North Korea-linked BlueNoroff hackers, believed to be a subgroup of the Lazarus cybercrime cluster, have been observed targeting Apple Mac devices with a new macOS malware family called “RustBucket.”
“[RustBucket] communicates with command and control (C2) servers to download and execute various payloads,” Jamf Threat Labs researchers wrote in a technical report.
In the observed attacks the threat actor used stage-one malware in the form of an AppleScript file hidden within the unsigned application ‘Internal PDF Viewer.app’ and designed to fetch and execute the stage-two payload on the system. At the time of writing, both the stage-one and stage-two components of this malware were undetected on VirusTotal.
“By breaking up the malware into several components or stages, the malware author makes analysis more difficult, especially if the C2 goes offline. This is a clever but common technique used by malware authors to thwart analysis,’ the report says.
The second stage of the attack involves a signed application disguised as a legitimate Apple bundle identifier. It also launches a malicious PDF viewer that displays a PDF file containing information from the website of a legitimate venture capital firm.
The next stage of the attack chain is initiated only after the victim opens the malicious PDF document.
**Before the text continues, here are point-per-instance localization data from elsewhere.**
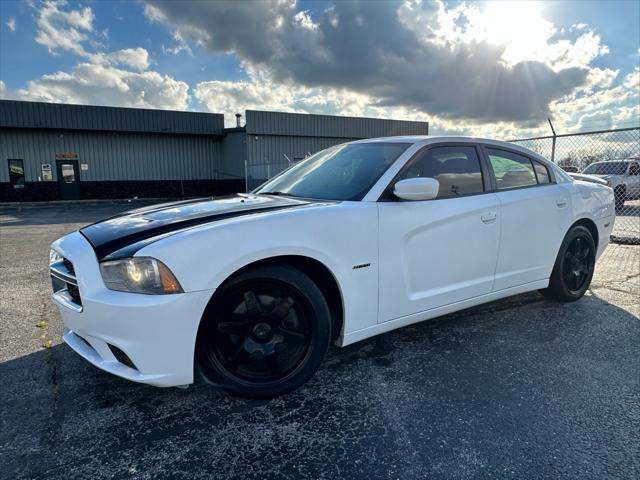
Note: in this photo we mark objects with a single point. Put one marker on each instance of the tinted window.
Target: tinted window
(511, 170)
(344, 172)
(541, 172)
(606, 168)
(456, 168)
(16, 173)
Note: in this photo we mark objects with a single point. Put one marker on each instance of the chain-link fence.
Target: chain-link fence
(613, 156)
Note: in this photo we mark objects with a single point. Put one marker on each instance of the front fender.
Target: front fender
(340, 236)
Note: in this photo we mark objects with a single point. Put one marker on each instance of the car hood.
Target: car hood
(122, 235)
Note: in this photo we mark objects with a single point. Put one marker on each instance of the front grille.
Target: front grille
(63, 277)
(121, 356)
(74, 292)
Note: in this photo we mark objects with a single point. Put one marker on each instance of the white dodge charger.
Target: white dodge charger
(249, 290)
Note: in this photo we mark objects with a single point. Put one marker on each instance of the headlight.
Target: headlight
(54, 257)
(139, 275)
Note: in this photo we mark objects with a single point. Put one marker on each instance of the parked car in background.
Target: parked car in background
(357, 240)
(621, 175)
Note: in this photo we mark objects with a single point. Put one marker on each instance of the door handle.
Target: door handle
(489, 217)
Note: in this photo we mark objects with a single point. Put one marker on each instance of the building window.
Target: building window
(16, 172)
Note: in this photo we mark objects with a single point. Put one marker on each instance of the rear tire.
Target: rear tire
(573, 270)
(265, 334)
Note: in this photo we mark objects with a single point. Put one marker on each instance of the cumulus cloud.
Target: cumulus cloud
(106, 85)
(117, 78)
(63, 30)
(136, 58)
(403, 54)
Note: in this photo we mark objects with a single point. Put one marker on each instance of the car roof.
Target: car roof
(426, 140)
(618, 160)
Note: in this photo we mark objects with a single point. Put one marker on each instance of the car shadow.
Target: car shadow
(67, 212)
(499, 385)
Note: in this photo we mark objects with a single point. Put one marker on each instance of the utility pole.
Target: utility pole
(553, 144)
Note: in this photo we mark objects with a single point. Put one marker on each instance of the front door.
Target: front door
(68, 179)
(442, 251)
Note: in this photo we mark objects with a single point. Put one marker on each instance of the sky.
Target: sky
(489, 68)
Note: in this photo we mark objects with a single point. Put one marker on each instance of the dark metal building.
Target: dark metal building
(56, 151)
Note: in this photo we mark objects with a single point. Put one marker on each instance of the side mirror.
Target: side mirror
(420, 188)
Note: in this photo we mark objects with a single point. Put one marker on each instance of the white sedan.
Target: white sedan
(249, 290)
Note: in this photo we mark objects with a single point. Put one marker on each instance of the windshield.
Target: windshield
(343, 172)
(606, 168)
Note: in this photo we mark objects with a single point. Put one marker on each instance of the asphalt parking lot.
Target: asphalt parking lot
(521, 388)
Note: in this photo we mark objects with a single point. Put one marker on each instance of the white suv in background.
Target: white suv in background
(621, 175)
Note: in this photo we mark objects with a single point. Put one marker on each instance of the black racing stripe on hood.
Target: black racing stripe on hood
(123, 235)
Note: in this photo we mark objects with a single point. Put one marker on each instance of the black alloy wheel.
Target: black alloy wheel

The stage-three payload is a signed malware written in Rust and weighing in at a sizable 11.2MB. It can run on both ARM and x86 architectures.
“The malware used here shows that as macOS grows in market share, attackers realize that a number of victims will be immune if their tooling is not updated to include the Apple ecosystem. Lazarus group, which has strong ties to BlueNoroff, has a long history of attacking macOS and it’s likely we’ll see more APT groups start doing the same,” the researchers concluded.